The high street is busy with the usual tourists – the castle brings visitors here from all over the world, partly because it was used as a film set in several different Hollywood movies. A group of American tourists flock to the bus as we stop outside the castle entrance. They’re festooned with huge cameras and wearing brightly coloured raincoats, despite the sunshine.
‘Does this go to Edin-boro?’
I smile to myself at the pronunciation, catching the eye of the old man sitting opposite. He raises his eyes to the sky and shakes his head in amusement.
‘Afraid no’. This is for Kilmuir and Stonehouses.’
‘Thanks so much,’ says the tourist, and steps back.
I watch him pulling out a map and shaking it out as we drive on to the end of the street.
I can feel my heart thudding as the bus pulls to a standstill. It’s a walk with a friend, that’s all, I tell myself. I pull myself up, the metal of the rail cold against my hands, which are clammy with sweat and nerves. For a second I contemplate just sitting back down, letting the bus turn round, ducking out of sight as we head down the high street again. I could text Ed and tell him I couldn’t make it. I can’t think of a thing to say. I have no idea how people do this. I think I might be the most boring human alive.
‘Cheers, hen,’ says the driver.
‘Thanks – bye,’ I say. And as I s
tep off the bus I realize that – a head taller than anyone else surrounding him – I can see Ed walking down the pavement towards me with his loping walk, which looks casual, but covers the ground incredibly fast. He’s got a dark brown Labrador trotting beside him.
He raises a hand in greeting, and I feel my stomach dropping through the floor.
We are only walking a dog, I tell myself, and I lift my hand in a shy sort of wave.
He raises his hand again, and I realize he’s grinning, and somehow it makes me feel better.
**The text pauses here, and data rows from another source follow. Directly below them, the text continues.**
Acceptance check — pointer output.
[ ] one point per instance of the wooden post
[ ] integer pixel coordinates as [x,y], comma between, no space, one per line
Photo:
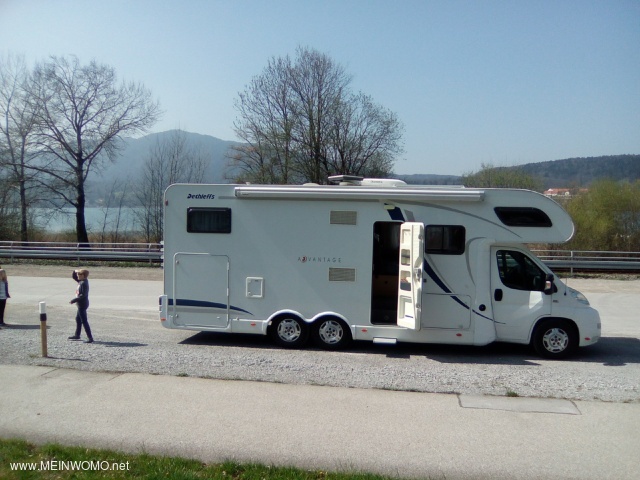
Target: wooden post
[43,327]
I hitch my bag over my shoulder.
I’ve shoved some lunch things in my rucksack – I wasn’t sure what to bring, but when I stopped at the shop this morning I picked up a pack of Oreos, because they made me smile.
‘Hey.’ He smiles.
‘Hi.’
We both stand there for a moment. I bend down to stroke his dog.
‘Meg,’ he says, ‘meet Holly.’
Meg sits down obediently on hearing her name. She looks up at me, her dark brown eyes gentle, and I rub behind her ears. She lifts a paw and I shake it.
‘Hello, Meg.’
‘She’s very well brought up, as you can see.’
‘Of course she is.’ I look up at Ed, who is smiling broadly.
‘Naturally.’
‘So,’ I straighten up. ‘What d’you want to do?’
Ed rubs his chin. ‘Country park?’
There’s a path through the woods that leads up to the back of the country park. It’s owned by the Laird of Hopetoun, but the land is for everyone to use.
‘OK.’ I feel another flutter of nerves in my stomach.
‘Can you just hold this for a sec?’ He passes me Meg’s red leather lead, shrugs off the green plaid shirt he’s wearing, and ties it round his waist.